Spinal column, lateral and posterior views.
Lumbar vertebra, posterosuperior aspect. Gray's (1918).
Sagittal section of the lumbar part of the spinal column, showing intervertebral disks and ligaments. From Clinical Anatomy for Medical Students (3rd ed.) by Richard S. Snell.
A lumbar vertebra is any of the 5 vertebra in the spinal column that are situated between the lowest (12th) thoracic vertebra and the sacrum, in the lower part of the back. They are labeled L1 to L5. The lumbar vertebrae are the largest of the unfused vertebrae and have stout processes for attachment of the strong muscles of the lower back.
The body of each lumbar vertebra is massive and kidney-shaped (see second diagram down), and has to bear the greater part of the body weight. The pedicles are strong and directed backward. The laminae are thick and enclose a small triangular vertebral foramen. The transverse processes are long, with sharp ends. The spinous process is short and flat and projects straight back. The superior articular processes face medially, and the inferior articular processes face laterally.
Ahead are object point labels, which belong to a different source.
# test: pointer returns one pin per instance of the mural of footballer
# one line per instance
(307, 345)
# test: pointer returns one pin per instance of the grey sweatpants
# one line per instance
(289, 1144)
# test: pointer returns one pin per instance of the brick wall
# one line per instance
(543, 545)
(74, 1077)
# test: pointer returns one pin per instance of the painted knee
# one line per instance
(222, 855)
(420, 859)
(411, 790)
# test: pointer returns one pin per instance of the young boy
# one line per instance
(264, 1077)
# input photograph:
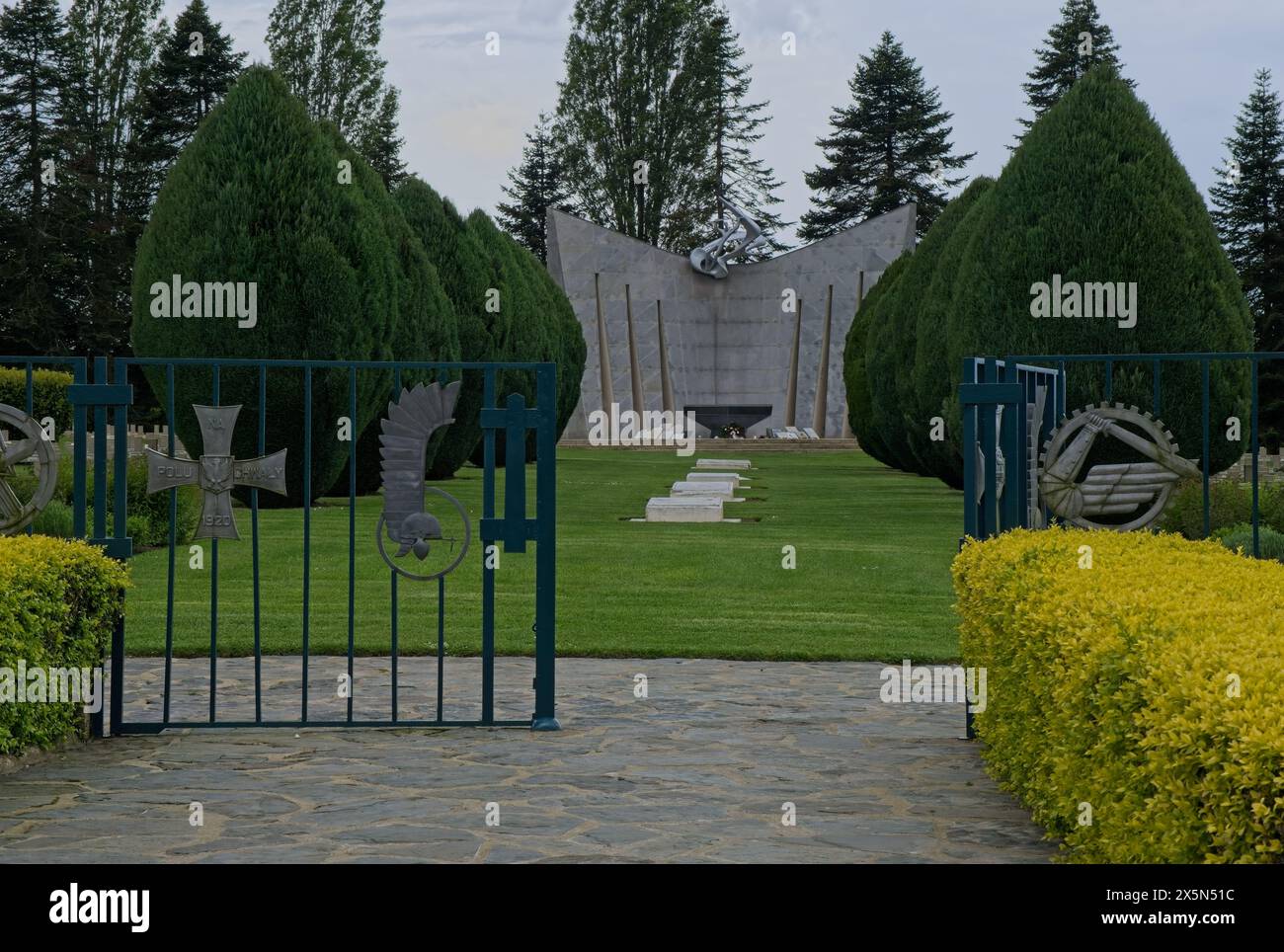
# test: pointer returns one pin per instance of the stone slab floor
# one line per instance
(698, 770)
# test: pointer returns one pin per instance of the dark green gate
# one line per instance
(102, 395)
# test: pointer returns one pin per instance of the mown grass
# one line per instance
(873, 549)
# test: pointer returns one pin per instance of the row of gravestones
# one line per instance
(700, 497)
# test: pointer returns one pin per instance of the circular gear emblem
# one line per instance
(1121, 497)
(26, 438)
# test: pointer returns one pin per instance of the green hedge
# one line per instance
(146, 514)
(424, 327)
(47, 394)
(59, 601)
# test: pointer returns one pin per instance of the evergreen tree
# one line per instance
(37, 314)
(1099, 157)
(328, 51)
(634, 116)
(737, 175)
(196, 67)
(328, 276)
(889, 146)
(533, 188)
(1248, 209)
(112, 46)
(1074, 45)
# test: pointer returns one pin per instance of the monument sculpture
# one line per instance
(757, 348)
(736, 240)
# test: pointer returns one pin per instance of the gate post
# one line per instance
(101, 395)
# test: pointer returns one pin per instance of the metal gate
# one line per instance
(1012, 407)
(102, 395)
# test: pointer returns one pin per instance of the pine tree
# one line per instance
(193, 72)
(1248, 210)
(533, 188)
(634, 116)
(35, 307)
(328, 52)
(112, 46)
(889, 146)
(1074, 45)
(737, 175)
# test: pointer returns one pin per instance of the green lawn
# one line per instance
(872, 580)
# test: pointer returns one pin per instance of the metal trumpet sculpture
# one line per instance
(737, 240)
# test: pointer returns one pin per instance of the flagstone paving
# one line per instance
(698, 770)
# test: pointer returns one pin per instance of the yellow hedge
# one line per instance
(59, 601)
(1150, 686)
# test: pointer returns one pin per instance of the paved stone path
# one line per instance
(696, 771)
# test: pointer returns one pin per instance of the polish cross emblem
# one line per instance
(216, 472)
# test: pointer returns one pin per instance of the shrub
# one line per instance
(59, 603)
(256, 198)
(1095, 194)
(47, 394)
(1147, 686)
(1240, 538)
(1229, 503)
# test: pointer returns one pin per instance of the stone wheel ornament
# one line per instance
(403, 438)
(16, 515)
(1111, 489)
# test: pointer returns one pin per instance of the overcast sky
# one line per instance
(463, 113)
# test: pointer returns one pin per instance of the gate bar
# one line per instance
(352, 528)
(307, 526)
(253, 516)
(213, 600)
(487, 573)
(174, 521)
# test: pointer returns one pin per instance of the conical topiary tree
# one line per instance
(518, 325)
(423, 325)
(257, 199)
(923, 381)
(854, 376)
(891, 346)
(1095, 194)
(463, 273)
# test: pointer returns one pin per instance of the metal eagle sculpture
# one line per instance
(402, 450)
(736, 240)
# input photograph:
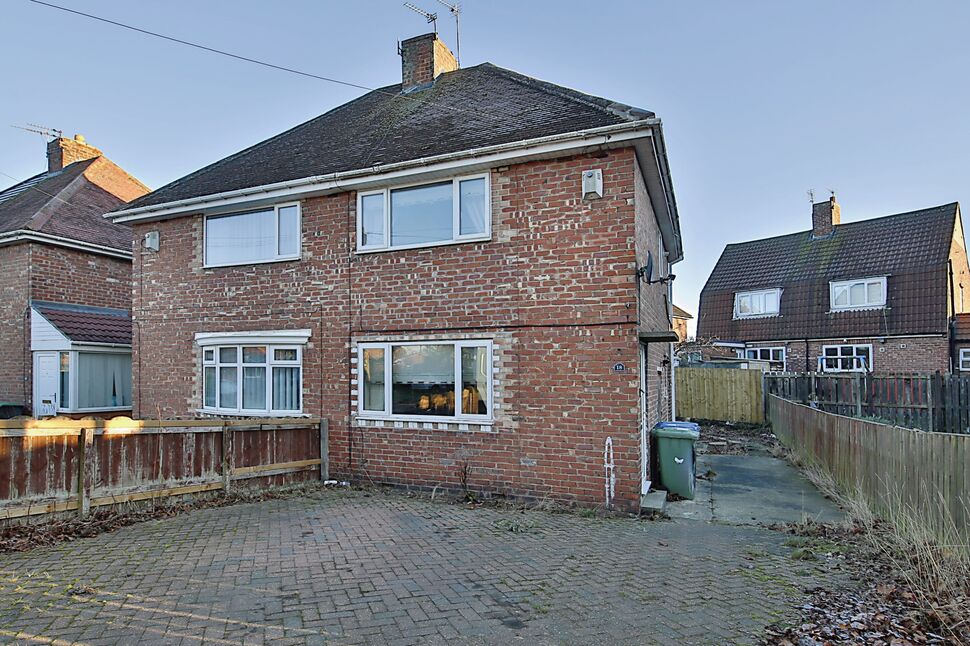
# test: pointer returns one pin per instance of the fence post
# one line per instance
(85, 470)
(227, 459)
(858, 394)
(324, 449)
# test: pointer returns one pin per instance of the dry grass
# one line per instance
(933, 563)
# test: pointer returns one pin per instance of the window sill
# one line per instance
(254, 262)
(425, 245)
(249, 413)
(426, 424)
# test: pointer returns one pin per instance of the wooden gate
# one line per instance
(722, 394)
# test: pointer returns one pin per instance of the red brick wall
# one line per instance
(554, 289)
(65, 275)
(15, 261)
(897, 354)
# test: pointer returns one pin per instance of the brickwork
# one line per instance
(554, 289)
(895, 354)
(14, 294)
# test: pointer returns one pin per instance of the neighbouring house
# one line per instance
(452, 270)
(680, 318)
(65, 289)
(878, 295)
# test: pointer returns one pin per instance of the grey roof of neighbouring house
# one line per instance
(85, 324)
(65, 203)
(465, 109)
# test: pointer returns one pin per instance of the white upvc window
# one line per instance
(759, 303)
(846, 358)
(861, 294)
(774, 356)
(964, 359)
(270, 234)
(94, 381)
(426, 380)
(252, 373)
(424, 215)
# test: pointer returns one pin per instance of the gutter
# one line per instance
(344, 180)
(24, 235)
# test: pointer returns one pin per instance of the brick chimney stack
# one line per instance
(63, 152)
(825, 215)
(423, 59)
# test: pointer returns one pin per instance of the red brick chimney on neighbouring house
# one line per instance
(423, 59)
(825, 215)
(63, 152)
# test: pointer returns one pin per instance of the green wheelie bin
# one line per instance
(675, 456)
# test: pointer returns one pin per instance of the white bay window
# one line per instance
(252, 373)
(426, 380)
(454, 210)
(267, 235)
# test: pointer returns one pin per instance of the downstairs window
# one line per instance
(444, 380)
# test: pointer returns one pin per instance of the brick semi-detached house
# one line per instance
(880, 295)
(65, 287)
(452, 270)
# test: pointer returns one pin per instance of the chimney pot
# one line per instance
(423, 59)
(825, 216)
(62, 152)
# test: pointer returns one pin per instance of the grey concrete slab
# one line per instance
(753, 490)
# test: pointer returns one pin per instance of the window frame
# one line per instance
(458, 417)
(239, 365)
(854, 346)
(757, 292)
(963, 356)
(278, 257)
(837, 284)
(72, 384)
(456, 236)
(771, 350)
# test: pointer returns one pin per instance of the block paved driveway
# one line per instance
(348, 568)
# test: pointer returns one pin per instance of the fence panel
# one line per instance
(725, 394)
(61, 465)
(898, 470)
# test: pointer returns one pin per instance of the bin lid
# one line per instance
(678, 430)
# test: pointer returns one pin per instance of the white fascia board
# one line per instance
(263, 337)
(25, 235)
(440, 165)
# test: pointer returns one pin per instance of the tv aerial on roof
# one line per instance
(431, 17)
(41, 130)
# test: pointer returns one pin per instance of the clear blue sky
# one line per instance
(760, 100)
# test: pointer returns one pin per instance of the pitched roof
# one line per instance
(875, 247)
(71, 203)
(83, 324)
(911, 248)
(465, 109)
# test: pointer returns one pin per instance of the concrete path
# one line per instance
(753, 490)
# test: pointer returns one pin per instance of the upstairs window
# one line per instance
(423, 216)
(774, 356)
(865, 294)
(754, 304)
(845, 358)
(267, 235)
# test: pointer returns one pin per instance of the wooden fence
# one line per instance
(896, 469)
(932, 402)
(726, 394)
(58, 465)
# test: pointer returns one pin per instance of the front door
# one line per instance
(46, 383)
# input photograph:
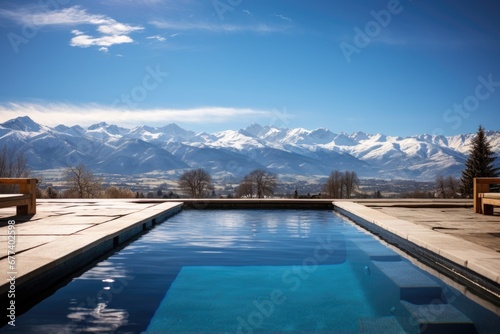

The lumbar vertebrae have no facets for articulation with the ribs and no foramina in the transverse processes. The fifth lumbar vertebra articulates with the base of the sacrum at the lumbosacral joint.
The intervertebral disks in the lumbar region are thicker than in other regions of the spinal column (see bottom diagram). They are wedge-shaped and are responsible for he normal lordosis (curvature of the spine) found in the lumbar region.
Movements of the spine in the lumbar region
In the lumbar region of the spine, flexion is produced by the rectus abdominis and the psoas muscles. Extension is produced by the post vertebral muscles. Lateral flexion is produced by the postvertebral muscles, the quadratus lumborum, and the oblique muscles of the anterolateral abdominal wall. The psoas may also play a part in this movement. Rotation is produced by the rotatores muscles and the oblique muscles of the anterolateral abdominal wall.
Medical conditions and procedures associated with the lumbar vertebrae
Lower back pain (lumbago) is a common condition that may be due to a variety of disorders of varying severity, often associated with the lumbar region of the spine. A lumbar puncture is a procedure to remove a sample of cerebrospinal fluid or to inject drugs or other substances, typically between the third and fourth lumbar vertebrae.